State legislators won’t start meeting to discuss potential gambling expansion until January, but that doesn’t stop lawmakers from pre-filing bills and initiatives to address in the new year.
One such lawmaker is state Sen. Carol Alvarado of Texas. On Tuesday Alvarado pre-filed a joint resolution to amend the state constitution to allow for Texas casinos as well as the legalization of sports betting in the Lone Star State.
Currently, Texas offers very few gambling options. The state has the lottery, there is legal charity gaming, and, after a recent SCOTUS ruling, there is limited tribal bingo as well.
Resolution would put casinos, horse racing, and greyhound racing on the ballot
Alvarado’s proposed resolution endorses the expansion of gambling to include:
- Up to four Class 1 gaming facilities in metropolitan areas with a population of at least 2 million people.

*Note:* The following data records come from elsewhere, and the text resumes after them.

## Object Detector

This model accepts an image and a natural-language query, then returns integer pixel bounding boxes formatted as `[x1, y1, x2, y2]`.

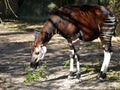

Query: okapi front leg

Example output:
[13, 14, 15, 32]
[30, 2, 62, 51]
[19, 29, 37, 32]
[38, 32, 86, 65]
[68, 50, 75, 79]
[100, 15, 116, 79]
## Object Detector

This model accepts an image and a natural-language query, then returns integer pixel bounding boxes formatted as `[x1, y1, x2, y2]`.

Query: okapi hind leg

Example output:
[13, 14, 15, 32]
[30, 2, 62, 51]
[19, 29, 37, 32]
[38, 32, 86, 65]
[69, 39, 81, 83]
[99, 14, 116, 79]
[99, 35, 112, 80]
[68, 50, 75, 79]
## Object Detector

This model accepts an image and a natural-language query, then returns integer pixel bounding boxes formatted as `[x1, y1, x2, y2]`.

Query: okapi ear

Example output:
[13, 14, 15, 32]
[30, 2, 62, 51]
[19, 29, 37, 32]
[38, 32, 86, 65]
[34, 29, 40, 41]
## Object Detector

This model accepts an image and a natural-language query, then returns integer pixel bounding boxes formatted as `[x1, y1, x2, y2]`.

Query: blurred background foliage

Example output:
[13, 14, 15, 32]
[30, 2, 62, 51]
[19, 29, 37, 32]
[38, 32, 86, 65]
[0, 0, 120, 35]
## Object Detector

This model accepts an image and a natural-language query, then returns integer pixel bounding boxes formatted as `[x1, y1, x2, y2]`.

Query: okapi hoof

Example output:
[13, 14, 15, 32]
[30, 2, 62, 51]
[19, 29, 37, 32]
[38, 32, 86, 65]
[68, 72, 75, 79]
[98, 72, 106, 81]
[75, 73, 81, 83]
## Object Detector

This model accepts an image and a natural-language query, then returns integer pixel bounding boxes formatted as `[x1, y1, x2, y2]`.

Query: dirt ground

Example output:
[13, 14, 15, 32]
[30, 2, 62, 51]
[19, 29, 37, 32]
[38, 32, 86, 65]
[0, 23, 120, 90]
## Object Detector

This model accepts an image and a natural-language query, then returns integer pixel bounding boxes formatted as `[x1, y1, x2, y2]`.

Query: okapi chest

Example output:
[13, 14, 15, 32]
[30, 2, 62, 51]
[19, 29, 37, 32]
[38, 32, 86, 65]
[53, 5, 113, 41]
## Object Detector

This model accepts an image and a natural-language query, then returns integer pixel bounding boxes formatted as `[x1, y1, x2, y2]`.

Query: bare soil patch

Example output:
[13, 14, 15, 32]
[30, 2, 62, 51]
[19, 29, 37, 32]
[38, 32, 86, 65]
[0, 23, 120, 90]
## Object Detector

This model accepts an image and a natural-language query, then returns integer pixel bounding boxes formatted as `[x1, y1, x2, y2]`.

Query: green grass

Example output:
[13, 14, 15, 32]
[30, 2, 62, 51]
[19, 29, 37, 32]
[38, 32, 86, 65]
[24, 63, 47, 83]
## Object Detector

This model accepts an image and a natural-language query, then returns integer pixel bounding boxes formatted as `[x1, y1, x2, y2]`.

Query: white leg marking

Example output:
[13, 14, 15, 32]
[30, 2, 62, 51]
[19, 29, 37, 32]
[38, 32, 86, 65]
[75, 55, 80, 73]
[101, 51, 111, 73]
[70, 50, 75, 72]
[70, 58, 74, 72]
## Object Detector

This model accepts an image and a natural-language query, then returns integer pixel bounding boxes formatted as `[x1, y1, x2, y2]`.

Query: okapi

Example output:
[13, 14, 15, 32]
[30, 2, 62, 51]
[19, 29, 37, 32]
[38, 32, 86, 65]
[30, 5, 116, 81]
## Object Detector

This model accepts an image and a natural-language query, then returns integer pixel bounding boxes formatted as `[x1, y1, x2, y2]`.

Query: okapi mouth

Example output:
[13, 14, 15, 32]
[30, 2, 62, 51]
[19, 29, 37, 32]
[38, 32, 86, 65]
[30, 61, 43, 71]
[30, 62, 39, 71]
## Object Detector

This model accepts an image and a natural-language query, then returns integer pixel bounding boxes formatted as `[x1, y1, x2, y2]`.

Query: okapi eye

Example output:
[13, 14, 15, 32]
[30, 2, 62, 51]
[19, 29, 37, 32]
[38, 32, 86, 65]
[35, 52, 39, 55]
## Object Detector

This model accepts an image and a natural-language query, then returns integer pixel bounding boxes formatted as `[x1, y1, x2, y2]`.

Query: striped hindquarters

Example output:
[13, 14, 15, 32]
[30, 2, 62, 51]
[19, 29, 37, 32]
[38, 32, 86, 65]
[100, 16, 116, 41]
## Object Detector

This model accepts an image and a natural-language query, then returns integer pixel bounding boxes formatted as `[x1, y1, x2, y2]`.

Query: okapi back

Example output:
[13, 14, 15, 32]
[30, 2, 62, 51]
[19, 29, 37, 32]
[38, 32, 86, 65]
[54, 5, 110, 41]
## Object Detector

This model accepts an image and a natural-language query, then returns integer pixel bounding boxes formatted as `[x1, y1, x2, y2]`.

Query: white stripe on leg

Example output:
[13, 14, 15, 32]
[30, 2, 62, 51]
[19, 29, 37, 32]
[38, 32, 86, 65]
[75, 55, 80, 73]
[101, 51, 111, 73]
[70, 50, 75, 72]
[70, 58, 74, 72]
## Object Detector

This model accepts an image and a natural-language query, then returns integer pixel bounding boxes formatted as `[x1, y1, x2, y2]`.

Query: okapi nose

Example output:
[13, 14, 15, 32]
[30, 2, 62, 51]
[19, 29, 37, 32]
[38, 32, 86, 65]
[30, 62, 38, 71]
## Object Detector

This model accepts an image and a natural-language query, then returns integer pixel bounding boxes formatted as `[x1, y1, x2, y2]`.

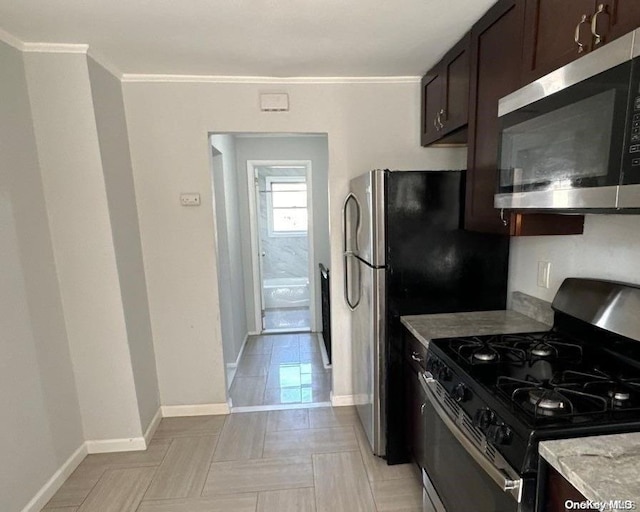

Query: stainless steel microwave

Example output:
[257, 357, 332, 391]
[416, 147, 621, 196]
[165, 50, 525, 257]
[494, 29, 640, 213]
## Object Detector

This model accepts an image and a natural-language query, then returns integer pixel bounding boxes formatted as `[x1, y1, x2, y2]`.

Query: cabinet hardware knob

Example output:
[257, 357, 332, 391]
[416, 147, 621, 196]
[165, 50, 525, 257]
[500, 208, 509, 226]
[591, 4, 607, 45]
[573, 14, 589, 53]
[411, 352, 422, 363]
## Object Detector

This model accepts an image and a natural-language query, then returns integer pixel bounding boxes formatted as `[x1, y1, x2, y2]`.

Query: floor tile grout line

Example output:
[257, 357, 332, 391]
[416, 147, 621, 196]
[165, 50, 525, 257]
[198, 430, 227, 497]
[136, 466, 160, 512]
[351, 425, 378, 512]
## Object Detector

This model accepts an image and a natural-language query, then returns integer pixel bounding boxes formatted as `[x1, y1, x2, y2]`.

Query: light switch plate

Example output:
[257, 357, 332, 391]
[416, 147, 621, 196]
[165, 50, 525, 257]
[180, 193, 200, 206]
[538, 261, 551, 288]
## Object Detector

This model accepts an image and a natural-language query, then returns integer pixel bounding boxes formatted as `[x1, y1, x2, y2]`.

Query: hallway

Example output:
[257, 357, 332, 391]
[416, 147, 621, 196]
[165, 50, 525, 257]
[230, 333, 331, 410]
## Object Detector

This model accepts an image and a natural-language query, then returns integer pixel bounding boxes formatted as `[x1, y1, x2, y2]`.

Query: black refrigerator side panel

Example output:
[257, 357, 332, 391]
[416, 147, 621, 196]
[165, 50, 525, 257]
[386, 171, 509, 315]
[385, 171, 509, 464]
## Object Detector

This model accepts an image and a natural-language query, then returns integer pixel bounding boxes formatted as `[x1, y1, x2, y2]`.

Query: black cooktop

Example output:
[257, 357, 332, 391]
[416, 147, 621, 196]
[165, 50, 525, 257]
[432, 331, 640, 428]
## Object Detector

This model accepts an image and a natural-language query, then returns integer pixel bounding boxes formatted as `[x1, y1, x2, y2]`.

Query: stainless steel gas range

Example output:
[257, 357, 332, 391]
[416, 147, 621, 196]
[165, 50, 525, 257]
[420, 278, 640, 512]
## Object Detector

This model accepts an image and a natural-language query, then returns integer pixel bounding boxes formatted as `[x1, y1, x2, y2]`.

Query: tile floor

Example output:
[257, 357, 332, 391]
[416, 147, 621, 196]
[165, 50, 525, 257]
[44, 407, 421, 512]
[264, 307, 311, 331]
[229, 333, 331, 407]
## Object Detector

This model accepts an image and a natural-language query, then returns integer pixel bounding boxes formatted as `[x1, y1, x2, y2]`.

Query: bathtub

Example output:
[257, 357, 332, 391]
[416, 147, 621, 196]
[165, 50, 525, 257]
[264, 277, 309, 309]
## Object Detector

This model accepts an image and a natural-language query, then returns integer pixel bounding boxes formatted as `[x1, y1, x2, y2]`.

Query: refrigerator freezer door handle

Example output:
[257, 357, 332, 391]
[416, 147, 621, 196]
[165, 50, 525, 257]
[342, 193, 360, 311]
[344, 252, 361, 311]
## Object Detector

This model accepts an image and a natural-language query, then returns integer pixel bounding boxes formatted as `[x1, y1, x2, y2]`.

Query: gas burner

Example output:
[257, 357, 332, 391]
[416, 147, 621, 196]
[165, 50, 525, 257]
[473, 348, 498, 363]
[607, 389, 631, 403]
[529, 388, 571, 414]
[531, 342, 558, 357]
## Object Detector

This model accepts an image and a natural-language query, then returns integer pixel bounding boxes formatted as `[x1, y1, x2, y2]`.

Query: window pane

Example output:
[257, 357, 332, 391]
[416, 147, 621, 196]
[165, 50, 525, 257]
[271, 181, 307, 192]
[271, 191, 307, 208]
[273, 208, 307, 232]
[271, 182, 307, 208]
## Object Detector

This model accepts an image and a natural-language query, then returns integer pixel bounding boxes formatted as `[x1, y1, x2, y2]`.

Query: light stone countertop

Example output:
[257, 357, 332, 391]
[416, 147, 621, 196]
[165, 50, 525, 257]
[401, 310, 640, 511]
[538, 432, 640, 511]
[400, 310, 551, 348]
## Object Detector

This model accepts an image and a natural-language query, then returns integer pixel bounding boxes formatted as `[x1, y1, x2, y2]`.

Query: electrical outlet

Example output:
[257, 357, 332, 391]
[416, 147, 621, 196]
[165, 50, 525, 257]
[538, 261, 551, 288]
[180, 193, 200, 206]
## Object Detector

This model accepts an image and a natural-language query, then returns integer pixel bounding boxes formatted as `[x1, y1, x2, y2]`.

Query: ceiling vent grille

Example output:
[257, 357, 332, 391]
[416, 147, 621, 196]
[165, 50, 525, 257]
[260, 93, 289, 112]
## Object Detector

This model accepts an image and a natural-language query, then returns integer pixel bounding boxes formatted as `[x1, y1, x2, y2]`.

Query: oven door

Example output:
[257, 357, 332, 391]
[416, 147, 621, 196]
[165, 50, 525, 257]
[420, 373, 523, 512]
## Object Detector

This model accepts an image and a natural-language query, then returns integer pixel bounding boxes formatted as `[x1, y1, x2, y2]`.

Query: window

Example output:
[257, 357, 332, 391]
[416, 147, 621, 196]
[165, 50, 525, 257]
[266, 176, 307, 236]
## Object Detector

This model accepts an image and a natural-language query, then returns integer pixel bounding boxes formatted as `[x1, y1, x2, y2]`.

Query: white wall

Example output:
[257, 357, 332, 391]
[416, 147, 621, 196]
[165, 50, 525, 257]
[0, 42, 84, 512]
[123, 82, 466, 404]
[509, 215, 640, 301]
[88, 59, 160, 432]
[236, 135, 331, 331]
[24, 53, 142, 440]
[211, 135, 247, 370]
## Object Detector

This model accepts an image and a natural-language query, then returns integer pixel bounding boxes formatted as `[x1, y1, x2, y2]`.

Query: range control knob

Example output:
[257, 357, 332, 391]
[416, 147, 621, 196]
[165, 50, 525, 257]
[473, 407, 496, 430]
[487, 424, 513, 445]
[451, 382, 471, 402]
[438, 364, 453, 381]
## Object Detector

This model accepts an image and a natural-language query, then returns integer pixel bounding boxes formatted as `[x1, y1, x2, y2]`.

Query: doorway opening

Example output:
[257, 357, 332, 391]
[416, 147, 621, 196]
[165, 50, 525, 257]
[210, 133, 332, 412]
[247, 160, 315, 334]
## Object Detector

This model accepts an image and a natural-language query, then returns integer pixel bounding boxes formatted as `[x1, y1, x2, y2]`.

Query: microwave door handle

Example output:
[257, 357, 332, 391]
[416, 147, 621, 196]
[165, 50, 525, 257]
[419, 372, 522, 502]
[573, 14, 589, 53]
[591, 4, 607, 46]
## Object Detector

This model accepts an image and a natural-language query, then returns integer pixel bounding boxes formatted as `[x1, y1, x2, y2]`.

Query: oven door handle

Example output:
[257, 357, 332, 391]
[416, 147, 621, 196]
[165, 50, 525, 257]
[419, 372, 522, 502]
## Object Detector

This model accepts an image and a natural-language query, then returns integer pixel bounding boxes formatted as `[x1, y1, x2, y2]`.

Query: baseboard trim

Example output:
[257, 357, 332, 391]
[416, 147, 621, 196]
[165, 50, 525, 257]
[144, 407, 162, 446]
[22, 443, 88, 512]
[86, 437, 147, 453]
[331, 392, 356, 407]
[317, 332, 332, 370]
[162, 402, 231, 418]
[226, 333, 250, 391]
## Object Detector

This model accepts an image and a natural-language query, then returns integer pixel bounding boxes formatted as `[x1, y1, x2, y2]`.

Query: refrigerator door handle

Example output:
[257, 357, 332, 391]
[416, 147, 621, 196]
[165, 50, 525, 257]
[344, 252, 362, 311]
[342, 193, 360, 311]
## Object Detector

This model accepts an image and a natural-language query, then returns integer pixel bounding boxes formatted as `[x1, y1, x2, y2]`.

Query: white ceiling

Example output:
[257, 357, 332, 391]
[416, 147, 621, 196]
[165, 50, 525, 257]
[0, 0, 495, 77]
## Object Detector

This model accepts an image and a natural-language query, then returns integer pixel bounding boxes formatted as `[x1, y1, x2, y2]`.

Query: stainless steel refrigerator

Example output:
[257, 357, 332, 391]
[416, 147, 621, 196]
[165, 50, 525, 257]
[343, 170, 509, 463]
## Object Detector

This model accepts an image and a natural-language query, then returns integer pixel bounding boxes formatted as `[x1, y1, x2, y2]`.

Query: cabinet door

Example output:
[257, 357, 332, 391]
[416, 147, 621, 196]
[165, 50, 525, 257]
[442, 34, 471, 133]
[593, 0, 640, 48]
[465, 0, 524, 234]
[522, 0, 596, 83]
[421, 67, 444, 146]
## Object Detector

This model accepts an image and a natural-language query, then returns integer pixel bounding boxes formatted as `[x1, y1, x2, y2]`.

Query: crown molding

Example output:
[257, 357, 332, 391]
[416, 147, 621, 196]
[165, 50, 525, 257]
[0, 28, 24, 51]
[22, 43, 89, 54]
[87, 48, 122, 81]
[122, 73, 421, 85]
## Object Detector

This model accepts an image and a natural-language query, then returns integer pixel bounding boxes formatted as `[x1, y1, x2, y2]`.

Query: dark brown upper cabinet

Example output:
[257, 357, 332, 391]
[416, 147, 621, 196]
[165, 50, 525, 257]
[522, 0, 640, 83]
[591, 0, 640, 48]
[465, 0, 524, 235]
[465, 0, 584, 236]
[420, 34, 470, 146]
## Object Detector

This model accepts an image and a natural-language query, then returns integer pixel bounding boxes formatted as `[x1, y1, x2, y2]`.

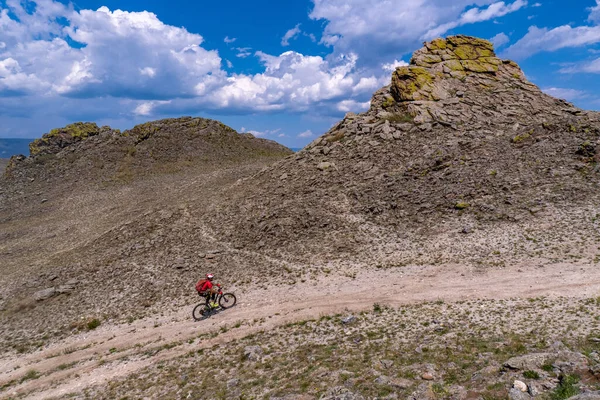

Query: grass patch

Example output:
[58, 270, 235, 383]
[550, 375, 579, 400]
[20, 369, 41, 383]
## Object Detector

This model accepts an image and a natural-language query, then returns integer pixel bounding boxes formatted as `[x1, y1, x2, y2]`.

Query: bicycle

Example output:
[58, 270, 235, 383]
[192, 284, 237, 321]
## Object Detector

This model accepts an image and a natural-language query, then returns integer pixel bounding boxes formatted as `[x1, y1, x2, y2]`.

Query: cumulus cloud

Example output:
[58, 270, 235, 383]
[560, 58, 600, 74]
[588, 0, 600, 24]
[490, 32, 510, 49]
[425, 0, 527, 39]
[336, 100, 371, 112]
[281, 24, 302, 46]
[298, 129, 314, 139]
[542, 87, 584, 101]
[210, 51, 381, 111]
[133, 100, 171, 116]
[504, 25, 600, 59]
[0, 0, 536, 135]
[235, 47, 252, 58]
[381, 60, 408, 72]
[310, 0, 526, 68]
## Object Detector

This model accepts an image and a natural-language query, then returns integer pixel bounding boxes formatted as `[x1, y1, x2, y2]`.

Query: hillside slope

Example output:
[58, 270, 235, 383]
[211, 36, 600, 265]
[0, 118, 292, 354]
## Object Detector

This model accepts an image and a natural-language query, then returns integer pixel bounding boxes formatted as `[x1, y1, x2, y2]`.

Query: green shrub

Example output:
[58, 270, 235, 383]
[523, 371, 540, 379]
[550, 375, 579, 400]
[87, 318, 100, 331]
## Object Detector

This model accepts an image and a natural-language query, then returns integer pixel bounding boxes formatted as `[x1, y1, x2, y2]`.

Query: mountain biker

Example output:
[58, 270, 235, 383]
[196, 274, 221, 308]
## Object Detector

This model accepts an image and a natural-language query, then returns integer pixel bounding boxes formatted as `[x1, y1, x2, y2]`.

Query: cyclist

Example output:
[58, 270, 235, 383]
[196, 274, 221, 308]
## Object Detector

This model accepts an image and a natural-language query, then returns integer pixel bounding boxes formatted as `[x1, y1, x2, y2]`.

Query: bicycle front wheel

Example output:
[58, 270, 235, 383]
[219, 293, 237, 309]
[192, 303, 210, 321]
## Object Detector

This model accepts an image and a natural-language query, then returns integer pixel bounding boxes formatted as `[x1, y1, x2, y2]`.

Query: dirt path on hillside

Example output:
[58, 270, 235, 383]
[0, 263, 600, 399]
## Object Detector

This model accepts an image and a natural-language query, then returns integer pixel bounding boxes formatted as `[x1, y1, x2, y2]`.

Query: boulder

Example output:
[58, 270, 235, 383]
[33, 287, 58, 301]
[569, 391, 600, 400]
[244, 346, 264, 361]
[508, 388, 532, 400]
[504, 353, 555, 371]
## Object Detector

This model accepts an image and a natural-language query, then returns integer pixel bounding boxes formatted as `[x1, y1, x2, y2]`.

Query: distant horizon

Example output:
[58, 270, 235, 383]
[0, 136, 302, 158]
[0, 0, 600, 147]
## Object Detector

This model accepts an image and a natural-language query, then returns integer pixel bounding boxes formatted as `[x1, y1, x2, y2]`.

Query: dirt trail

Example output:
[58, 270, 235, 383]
[0, 264, 600, 399]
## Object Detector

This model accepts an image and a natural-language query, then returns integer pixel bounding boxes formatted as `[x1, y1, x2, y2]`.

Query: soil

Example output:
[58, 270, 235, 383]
[0, 263, 600, 399]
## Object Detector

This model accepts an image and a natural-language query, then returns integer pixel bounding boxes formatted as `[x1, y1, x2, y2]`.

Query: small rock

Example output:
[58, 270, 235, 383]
[513, 381, 528, 393]
[317, 162, 333, 171]
[244, 346, 263, 361]
[33, 287, 57, 301]
[504, 353, 552, 370]
[569, 391, 600, 400]
[508, 388, 531, 400]
[227, 378, 240, 389]
[421, 372, 434, 381]
[56, 285, 75, 294]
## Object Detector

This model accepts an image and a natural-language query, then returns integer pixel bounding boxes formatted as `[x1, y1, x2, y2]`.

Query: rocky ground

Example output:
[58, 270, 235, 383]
[88, 298, 600, 400]
[0, 290, 600, 400]
[0, 36, 600, 400]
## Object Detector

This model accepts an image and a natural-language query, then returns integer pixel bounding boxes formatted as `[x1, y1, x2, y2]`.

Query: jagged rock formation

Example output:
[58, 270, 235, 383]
[207, 36, 600, 262]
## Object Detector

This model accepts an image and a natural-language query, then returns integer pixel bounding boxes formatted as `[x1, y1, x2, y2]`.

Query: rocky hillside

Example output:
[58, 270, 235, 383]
[4, 117, 291, 187]
[0, 117, 292, 349]
[212, 36, 600, 265]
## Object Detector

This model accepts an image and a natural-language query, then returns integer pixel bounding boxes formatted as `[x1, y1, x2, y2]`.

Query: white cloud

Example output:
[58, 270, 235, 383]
[381, 60, 408, 72]
[560, 58, 600, 74]
[588, 0, 600, 24]
[211, 51, 370, 111]
[240, 126, 285, 137]
[298, 129, 314, 139]
[281, 24, 302, 46]
[336, 100, 371, 113]
[424, 0, 527, 39]
[504, 25, 600, 59]
[310, 0, 526, 69]
[490, 32, 510, 49]
[133, 100, 171, 116]
[140, 67, 156, 78]
[235, 47, 252, 58]
[542, 87, 584, 101]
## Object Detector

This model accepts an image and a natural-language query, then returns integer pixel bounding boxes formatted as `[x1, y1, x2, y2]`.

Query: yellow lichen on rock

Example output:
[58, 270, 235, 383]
[425, 38, 448, 50]
[390, 35, 525, 106]
[392, 66, 434, 101]
[461, 59, 498, 72]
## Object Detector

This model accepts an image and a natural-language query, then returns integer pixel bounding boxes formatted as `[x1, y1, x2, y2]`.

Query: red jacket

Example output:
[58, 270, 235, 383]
[200, 280, 212, 292]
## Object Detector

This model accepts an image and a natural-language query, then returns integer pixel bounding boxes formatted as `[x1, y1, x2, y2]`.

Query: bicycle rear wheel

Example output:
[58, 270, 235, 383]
[219, 293, 237, 309]
[192, 303, 211, 321]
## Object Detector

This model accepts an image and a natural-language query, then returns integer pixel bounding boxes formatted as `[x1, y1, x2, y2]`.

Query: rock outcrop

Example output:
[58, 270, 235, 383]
[4, 117, 292, 185]
[209, 36, 600, 263]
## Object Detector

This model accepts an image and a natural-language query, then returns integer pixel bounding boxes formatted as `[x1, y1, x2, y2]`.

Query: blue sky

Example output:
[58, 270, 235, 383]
[0, 0, 600, 147]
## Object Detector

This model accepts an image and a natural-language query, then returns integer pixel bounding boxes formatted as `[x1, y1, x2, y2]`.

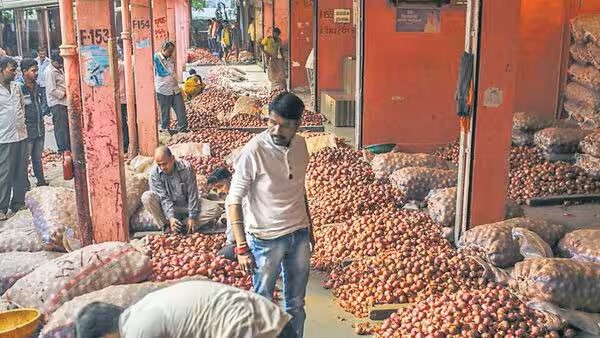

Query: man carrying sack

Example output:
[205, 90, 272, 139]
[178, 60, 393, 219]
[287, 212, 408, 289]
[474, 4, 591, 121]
[260, 27, 287, 90]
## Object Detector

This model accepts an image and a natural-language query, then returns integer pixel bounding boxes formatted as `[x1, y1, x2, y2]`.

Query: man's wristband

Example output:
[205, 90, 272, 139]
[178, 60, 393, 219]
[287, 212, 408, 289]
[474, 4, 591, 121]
[233, 245, 250, 255]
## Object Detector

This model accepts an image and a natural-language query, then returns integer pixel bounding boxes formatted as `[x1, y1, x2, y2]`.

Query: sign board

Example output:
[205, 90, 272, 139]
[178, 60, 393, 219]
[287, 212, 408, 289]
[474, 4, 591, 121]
[396, 7, 441, 33]
[333, 8, 352, 23]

- Up to three Class 2 gaming licenses for facilities to allow horse racing and limited casino gaming in metropolitan areas with a population of at least 2 million people
- Up to two Class 3 gaming licenses for facilities to allow greyhound racing and limited casino gaming in metropolitan areas with less than 2 million people
- Tribal gaming with slots and casino gaming on tribal land in accordance with federal law
With these population mandates, the Class 1 gaming, described as “destination resorts” would be confined to either Houston or the Dallas-Ft. Worth area. The law would also stipulate at least a $2 billion investment in a Dallas-Ft. Worth-area casino and a $1 billion investment in a Houston-area casino.
The taxes on these facilities would be 10% on gross gaming revenue (GGR) of table games and 25% on slot GGR.
Sports betting mentioned, but lacking in details
Sports betting is mentioned briefly at the end of the resolution, with few details on what that would involve. The constitutional amendment would create a gaming commission that would have the power to “authorize sports betting”, but there are no specifics if that betting would be retail, online, or both.
Monday was the first day for Texas lawmakers to pre-file, so Alvarado’s resolution is just one of hundreds of submissions. Her proposal is more difficult than a standard law as well, as it requires a ballot referendum to amend the state constitution.
Long road including a legislative vote and ballot measure
In order to even get on the ballot, the measure would need a two-thirds majority vote in both the Texas house and the senate.
First step is to get the bill heard in a committee, which won’t happen until 2023. The Texas legislature begins its 2023 session on January 10 and it will conclude on May 29. Texas is unusual in that it only runs legislative sessions in odd-numbered years, so if the measure fails, there won’t be another chance to revisit it until 2025.
If the measure does get passed, it would be put to the voters in the November 2023 state election.